Por Leonardo Chilio Jordão Leandro Fernandes Sampaio Santos*

No primeiro semestre de 2014, diante da migração volumosa de centro-americanos, principalmente das 67.339 crianças desacompanhadas detidas na fronteira Estados Unidos-México, o governo estadunidense declarou crise humanitária na fronteira sul do país e procurou firmar acordos com países da região com objetivo de refrear a mobilidade migratória. Em resposta, no dia 07 de julho de 2014, o presidente Enrique Peña Nieto anunciou o início do Programa Frontera Sur, ou Plan Frontera Sur, plano que seria destinado ao controle fronteiriço do sul do México. O plano, que contava em 2015 com o orçamento de 102 milhões de pesos (24 milhões de reais), tinha como objetivo manifesto a proteção dos direitos humanos dos migrantes e aumentar a estabilidade e segurança da região. Entretanto, 95% do valor destinado foi direcionado para gastos administrativos, ou seja, a maior parte do orçamento foi gasto com a burocracia institucional e não com programas de acolhimento e tratamento dos migrantes. De modo geral, as funções iniciais do plano, ao menos no discurso, correspondiam a um mais ordenado e seguro apoio ao imigrante e refugiado, mas na prática, voltou-se mais para a fortificação da infraestrutura burocrático-securitária de controle da entrada de pessoas na fronteira sul do México, tornando-a mais robusta e complexa, dificultando sobremaneira o trânsito migratório no país.

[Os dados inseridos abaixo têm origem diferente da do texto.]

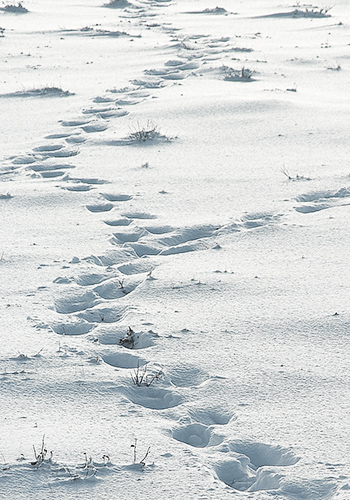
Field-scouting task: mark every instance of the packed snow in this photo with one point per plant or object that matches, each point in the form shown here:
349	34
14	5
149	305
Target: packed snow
175	197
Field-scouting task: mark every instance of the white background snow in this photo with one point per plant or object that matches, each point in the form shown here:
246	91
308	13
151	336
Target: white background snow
208	262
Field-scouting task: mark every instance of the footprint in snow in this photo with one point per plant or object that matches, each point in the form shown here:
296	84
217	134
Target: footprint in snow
101	207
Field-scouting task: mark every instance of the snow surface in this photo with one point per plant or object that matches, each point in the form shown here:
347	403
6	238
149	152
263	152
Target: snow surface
174	250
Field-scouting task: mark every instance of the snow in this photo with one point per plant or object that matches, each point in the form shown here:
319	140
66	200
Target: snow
174	196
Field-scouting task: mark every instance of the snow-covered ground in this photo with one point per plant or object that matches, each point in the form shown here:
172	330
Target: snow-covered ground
174	250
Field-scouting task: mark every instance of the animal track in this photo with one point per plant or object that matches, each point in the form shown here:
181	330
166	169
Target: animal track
321	200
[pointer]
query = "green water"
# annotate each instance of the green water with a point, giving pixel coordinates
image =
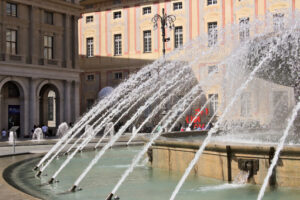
(144, 183)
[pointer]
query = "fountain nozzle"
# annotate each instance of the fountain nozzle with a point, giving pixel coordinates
(51, 181)
(73, 189)
(39, 173)
(110, 196)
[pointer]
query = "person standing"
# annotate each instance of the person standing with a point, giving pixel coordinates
(3, 133)
(45, 130)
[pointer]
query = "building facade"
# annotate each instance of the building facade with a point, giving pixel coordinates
(115, 31)
(39, 74)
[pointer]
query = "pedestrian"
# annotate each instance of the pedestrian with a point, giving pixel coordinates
(45, 130)
(3, 133)
(181, 129)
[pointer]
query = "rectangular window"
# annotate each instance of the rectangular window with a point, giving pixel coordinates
(48, 47)
(278, 21)
(50, 108)
(118, 44)
(178, 37)
(212, 2)
(48, 17)
(213, 106)
(147, 41)
(11, 9)
(89, 47)
(117, 15)
(146, 10)
(177, 6)
(90, 77)
(117, 2)
(245, 104)
(89, 103)
(244, 28)
(213, 69)
(11, 42)
(118, 75)
(212, 33)
(89, 19)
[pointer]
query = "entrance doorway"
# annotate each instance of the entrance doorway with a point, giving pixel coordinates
(12, 106)
(49, 108)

Desde 2016, o México deporta mais migrantes irregulares, a maioria da América Central, do que o próprio Estados Unidos, e o México teve um aumento de 1000% de pedidos de refúgio em três anos, sendo que grande parte dos migrantes centro-americanos são requerentes de asilo. Mas outros dados também são preocupantes quando envolvem os migrantes: aumento da violação dos direitos humanos, marginalização na travessia e por não conseguir o status de refugiado, vítimas de grupos criminosos que atuam na região e crescente xenofobia da população fronteiriça mexicana. O plano teve um apoio estadunidense na época de seu lançamento, e até 2018, recebia apoio financeiro para aumentar a deportação de migrantes. O Plan Frontera Sur foi concebido como um programa abrangente, cujos objetivos além de tratar com enfoque de atenção integral as questões de migração no sul da fronteira mexicana, também visava promover o desenvolvimento econômico dos 23 municípios da região. Apesar do objetivo declarado, é possível afirmar que o plano não serviu para assegurar uma melhor condição de travessia e legalidade para o migrante, não foi elaborado um documento oficial que instituísse a estrutura do plano e nenhum roteiro programático para orientá-lo. Com o número de migrantes e possíveis refugiados ainda crescendo em 2019, o plano pode ser considerado uma maneira de deslocar a fronteira dos Estados Unidos até o sul do México.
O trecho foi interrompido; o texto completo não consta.